Yesterday evening, at our friends' house: Mother and oldest daughter were out for the evening, the men were playing chess, I was curled up on the couch with the baby, the rest of the kids were downstairs in the basement, where there's a playroom, bathroom, laundry room, and sewing room.
Footsteps pounded on the stairs and Oscar emerged carrying an aerosol can.
OSCAR: Emergency! Look what I found.
ME: What is it?
CHRIS (Examining can): "Sewing Machine and Serger Cleaner." Thanks for bringing this up, Oscar.
ME (suspicious): Oscar, did anyone spray that stuff?
OSCAR: Yes!
ME: Who sprayed it?
OSCAR: Milo did!
ME: Where did he spray it?
OSCAR: On something made of metal!
ME: On what made of metal?
CHRIS (interrupting) Oscar, just take me downstairs and show me what happened.
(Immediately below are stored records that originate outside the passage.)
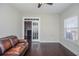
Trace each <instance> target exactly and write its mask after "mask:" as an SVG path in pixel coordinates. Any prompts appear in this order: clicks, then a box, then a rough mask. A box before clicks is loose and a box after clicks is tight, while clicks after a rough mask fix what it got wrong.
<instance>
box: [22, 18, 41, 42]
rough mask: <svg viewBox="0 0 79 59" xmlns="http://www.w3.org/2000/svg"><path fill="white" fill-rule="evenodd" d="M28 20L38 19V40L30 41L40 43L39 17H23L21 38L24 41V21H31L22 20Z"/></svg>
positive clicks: (39, 26)
mask: <svg viewBox="0 0 79 59" xmlns="http://www.w3.org/2000/svg"><path fill="white" fill-rule="evenodd" d="M28 18H36V19H39V29H38V33H39V35H38V40H33V38H32V41H40V18H39V17H23V20H22V38H23V39H24V21H32V20H24V19H28Z"/></svg>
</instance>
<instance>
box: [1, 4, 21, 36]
mask: <svg viewBox="0 0 79 59" xmlns="http://www.w3.org/2000/svg"><path fill="white" fill-rule="evenodd" d="M21 20H22V18H21V15H20V13H19V12H18V11H17V10H16V9H15V8H13V7H12V6H10V5H8V4H0V37H5V36H8V35H17V36H18V37H21V35H22V33H21V32H22V23H21Z"/></svg>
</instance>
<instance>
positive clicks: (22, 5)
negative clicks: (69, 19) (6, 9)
mask: <svg viewBox="0 0 79 59" xmlns="http://www.w3.org/2000/svg"><path fill="white" fill-rule="evenodd" d="M70 5H71V3H54V4H53V5H51V6H50V5H47V4H43V5H42V6H41V7H40V8H37V6H38V3H14V4H12V6H14V7H15V8H17V9H18V10H19V11H20V12H22V13H60V12H62V11H64V10H65V9H66V8H68V7H69V6H70Z"/></svg>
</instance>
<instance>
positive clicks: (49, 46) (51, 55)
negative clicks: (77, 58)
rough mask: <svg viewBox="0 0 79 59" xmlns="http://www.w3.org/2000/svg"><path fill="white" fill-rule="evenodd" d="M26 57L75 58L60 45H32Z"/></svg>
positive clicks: (43, 43)
mask: <svg viewBox="0 0 79 59" xmlns="http://www.w3.org/2000/svg"><path fill="white" fill-rule="evenodd" d="M24 56H75V54H73V53H72V52H71V51H69V50H68V49H66V48H65V47H63V46H62V45H61V44H59V43H32V44H31V47H30V48H29V49H28V51H27V52H26V53H25V55H24Z"/></svg>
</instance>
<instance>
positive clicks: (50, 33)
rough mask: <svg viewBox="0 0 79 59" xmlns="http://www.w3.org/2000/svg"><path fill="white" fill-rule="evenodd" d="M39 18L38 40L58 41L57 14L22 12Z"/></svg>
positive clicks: (58, 34) (42, 41)
mask: <svg viewBox="0 0 79 59" xmlns="http://www.w3.org/2000/svg"><path fill="white" fill-rule="evenodd" d="M23 17H39V18H40V41H41V42H59V16H58V15H57V14H27V13H26V14H23Z"/></svg>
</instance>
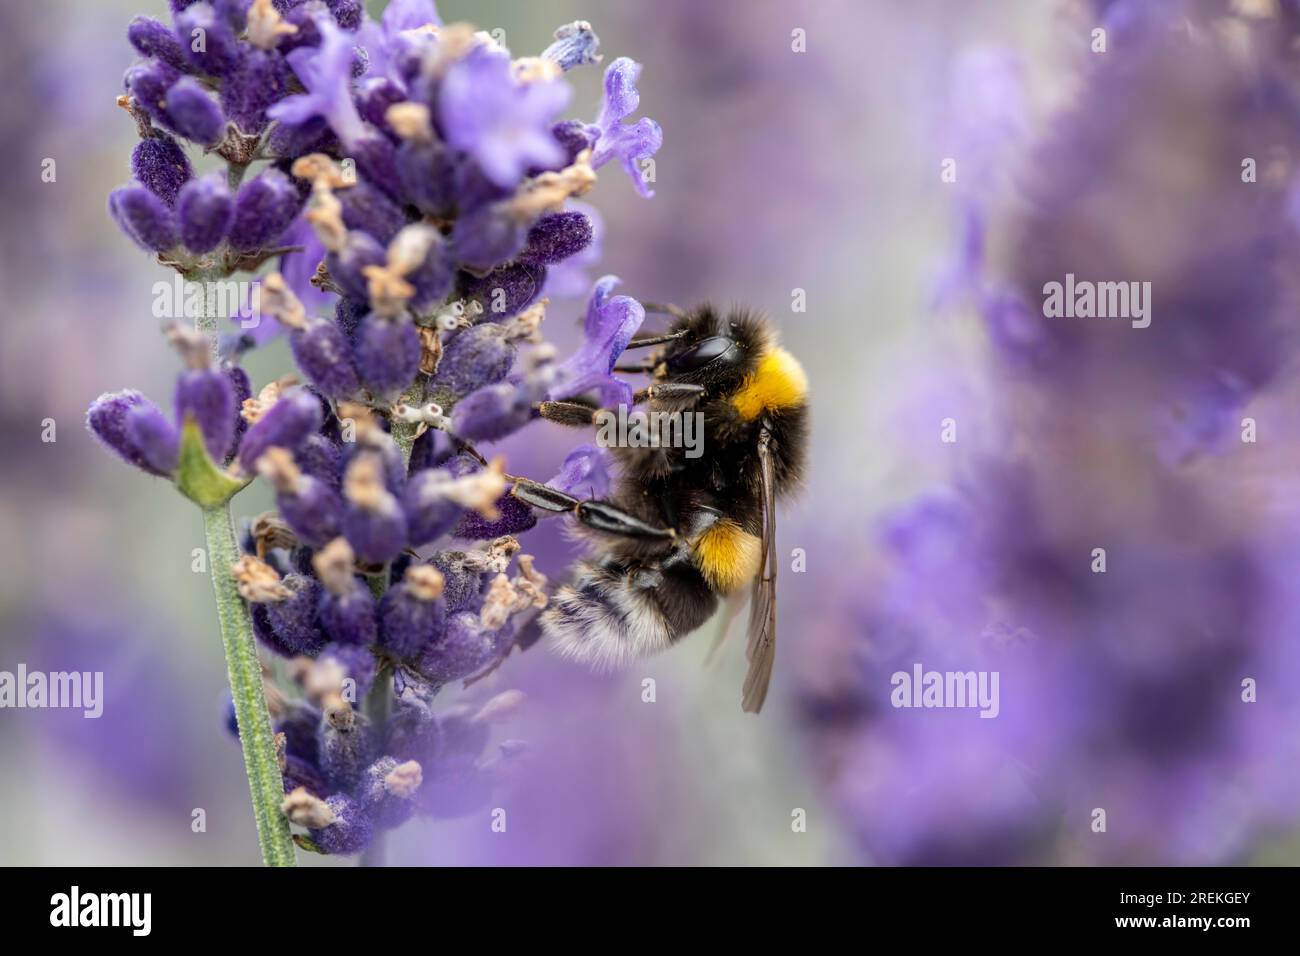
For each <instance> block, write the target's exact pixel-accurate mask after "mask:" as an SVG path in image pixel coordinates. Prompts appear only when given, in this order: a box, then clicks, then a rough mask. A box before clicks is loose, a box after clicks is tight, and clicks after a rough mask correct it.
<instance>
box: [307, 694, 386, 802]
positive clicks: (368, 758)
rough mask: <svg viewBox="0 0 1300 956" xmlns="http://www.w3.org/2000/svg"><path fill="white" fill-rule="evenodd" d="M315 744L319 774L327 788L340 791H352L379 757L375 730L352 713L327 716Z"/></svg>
mask: <svg viewBox="0 0 1300 956" xmlns="http://www.w3.org/2000/svg"><path fill="white" fill-rule="evenodd" d="M318 740H320V741H318V747H320V765H321V770H322V771H324V773H325V779H326V780H328V782H329V784H330V786H331V787H337V788H339V790H351V787H352V786H354V784H356V783H357V780H360V779H361V774H363V773H365V767H368V766H369V765H370V763H372V762H374V758H376V757H377V756H378V754H377V750H378V741H377V739H376V732H374V728H373V727H372V726H370V722H369V719H368V718H367V717H365V715H364V714H359V713H356V711H355V710H343V711H335V713H331V714H326V719H325V721H322V722H321V728H320V739H318Z"/></svg>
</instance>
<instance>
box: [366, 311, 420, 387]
mask: <svg viewBox="0 0 1300 956" xmlns="http://www.w3.org/2000/svg"><path fill="white" fill-rule="evenodd" d="M354 358H355V360H356V371H357V372H360V375H361V381H363V382H364V384H365V388H368V389H369V390H370V392H372V393H374V394H376V395H382V397H385V398H396V395H399V394H400V393H402V392H403V390H404V389H406V388H407V386H408V385H409V384H411V382H412V381H415V376H416V373H417V372H419V371H420V334H419V333H417V332H416V330H415V324H413V323H412V321H411V320H409V319H404V317H398V319H394V320H389V319H381V317H378V316H374V315H370V316H369V317H367V319H365V320H364V321H363V323H361V328H360V329H357V333H356V352H355V356H354Z"/></svg>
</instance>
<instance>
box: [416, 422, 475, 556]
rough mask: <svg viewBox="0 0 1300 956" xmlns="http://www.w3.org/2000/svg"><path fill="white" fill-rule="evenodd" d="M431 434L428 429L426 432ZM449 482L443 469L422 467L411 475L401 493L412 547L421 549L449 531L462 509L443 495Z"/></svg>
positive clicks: (460, 507)
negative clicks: (405, 511)
mask: <svg viewBox="0 0 1300 956" xmlns="http://www.w3.org/2000/svg"><path fill="white" fill-rule="evenodd" d="M430 431H432V429H430ZM451 480H452V476H451V473H450V472H448V471H447V470H445V468H426V470H425V471H421V472H417V473H415V475H412V476H411V480H409V481H407V486H406V489H404V490H403V494H402V506H403V509H404V510H406V515H407V524H408V527H409V532H408V533H409V538H411V546H412V548H421V546H424V545H426V544H429V542H430V541H437V540H438V538H439V537H442V536H443V535H446V533H447V532H448V531H451V528H452V525H454V524H455V523H456V519H459V518H460V514H461V511H464V509H463V507H461V506H460V505H458V503H456V502H454V501H451V499H450V498H448V497H447V496H446V488H447V483H448V481H451Z"/></svg>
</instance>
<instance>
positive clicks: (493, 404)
mask: <svg viewBox="0 0 1300 956" xmlns="http://www.w3.org/2000/svg"><path fill="white" fill-rule="evenodd" d="M532 419H533V398H532V397H530V395H529V394H526V393H524V392H521V390H520V389H519V388H517V386H516V385H515V384H513V382H508V381H504V382H498V384H497V385H485V386H484V388H481V389H476V390H474V392H471V393H469V394H468V395H465V397H464V398H463V399H460V402H458V403H456V407H455V408H454V410H452V412H451V424H452V431H454V432H455V433H456V434H459V436H460V437H461V438H464V440H467V441H499V440H500V438H504V437H506V436H507V434H513V433H515V432H517V431H519V429H520V428H523V427H524V425H526V424H528V423H529V421H530V420H532Z"/></svg>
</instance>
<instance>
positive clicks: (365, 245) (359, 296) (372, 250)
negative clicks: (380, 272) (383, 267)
mask: <svg viewBox="0 0 1300 956" xmlns="http://www.w3.org/2000/svg"><path fill="white" fill-rule="evenodd" d="M352 189H355V187H350V189H347V190H342V191H343V193H351V191H352ZM386 261H387V255H386V254H385V251H383V246H381V245H380V242H378V239H376V238H374V237H373V235H369V234H368V233H364V232H357V230H354V232H350V233H348V234H347V239H344V242H343V248H342V250H339V251H338V252H329V254H328V255H326V256H325V268H328V269H329V274H330V278H333V280H334V281H335V282H338V285H339V287H341V289H342V290H343V293H344V294H346V295H347V297H348V298H350V299H352V300H354V302H367V303H368V302H369V300H370V286H369V282H368V281H367V278H365V274H364V272H363V269H365V267H367V265H383V264H385V263H386Z"/></svg>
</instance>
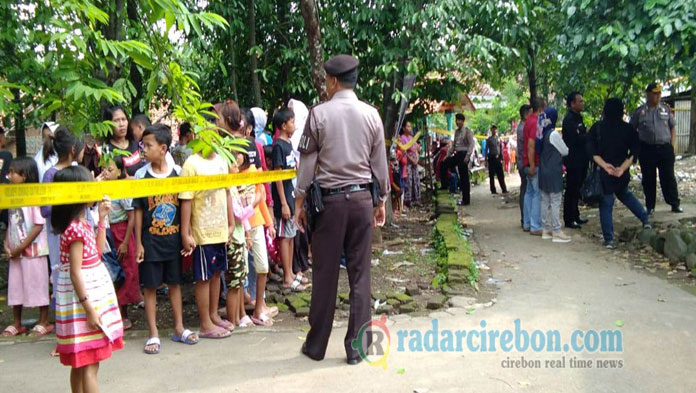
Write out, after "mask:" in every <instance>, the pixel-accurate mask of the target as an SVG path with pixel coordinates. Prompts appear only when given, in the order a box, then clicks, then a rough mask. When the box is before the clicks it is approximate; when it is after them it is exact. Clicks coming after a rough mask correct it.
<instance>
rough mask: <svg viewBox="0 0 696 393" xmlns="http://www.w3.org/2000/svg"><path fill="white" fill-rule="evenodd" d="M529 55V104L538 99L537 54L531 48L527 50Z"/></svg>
mask: <svg viewBox="0 0 696 393" xmlns="http://www.w3.org/2000/svg"><path fill="white" fill-rule="evenodd" d="M527 55H529V68H527V80H528V81H529V102H530V103H531V102H532V100H534V99H535V98H537V80H536V53H535V52H534V49H533V48H532V47H531V46H530V47H528V48H527Z"/></svg>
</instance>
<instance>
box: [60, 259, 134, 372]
mask: <svg viewBox="0 0 696 393" xmlns="http://www.w3.org/2000/svg"><path fill="white" fill-rule="evenodd" d="M82 281H83V282H84V285H85V287H86V288H85V289H86V291H87V296H88V297H89V301H90V303H91V304H92V306H93V307H94V310H95V311H96V312H97V314H99V316H100V318H101V326H98V327H97V328H96V329H92V328H90V327H89V324H88V323H87V315H86V313H85V310H84V308H82V304H80V302H79V300H78V298H77V294H76V293H75V289H74V287H73V284H72V280H71V279H70V265H68V264H63V265H61V266H60V268H59V270H58V287H57V288H56V291H55V293H56V338H57V339H58V345H57V351H58V353H59V354H60V362H61V363H63V364H64V365H66V366H72V367H74V368H79V367H83V366H87V365H90V364H94V363H98V362H100V361H102V360H105V359H108V358H109V357H111V353H112V352H113V351H114V350H117V349H121V348H123V323H122V321H121V312H120V311H119V308H118V301H117V300H116V292H115V291H114V285H113V284H112V282H111V277H110V276H109V272H108V271H107V270H106V267H105V266H104V264H103V263H101V262H98V263H96V264H92V265H88V266H83V267H82Z"/></svg>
Chris came back a few minutes later and proclaimed the situation taken care of. I never did find out what Milo had sprayed it on.
This happens a lot lately with Oscar: he'll come up the stairs shouting, "Dad! Dad! Something happened!" or "Mom! Come quick! Milo's doing something dangerous!" and then we will either have to run downstairs immediately to see for ourselves what has transpired (often, something along the lines of a collapsed tower of Legos), or we have to interrogate him for several minutes to determine what is actually going on.
I keep trying to explain the concept of "be specific" but it doesn't seem to be going anywhere. I don't want to spend precious seconds extracting from him the information that, say, Milo is peeling clementines with the boning knife, but on the other hand, I'm nursing the baby here.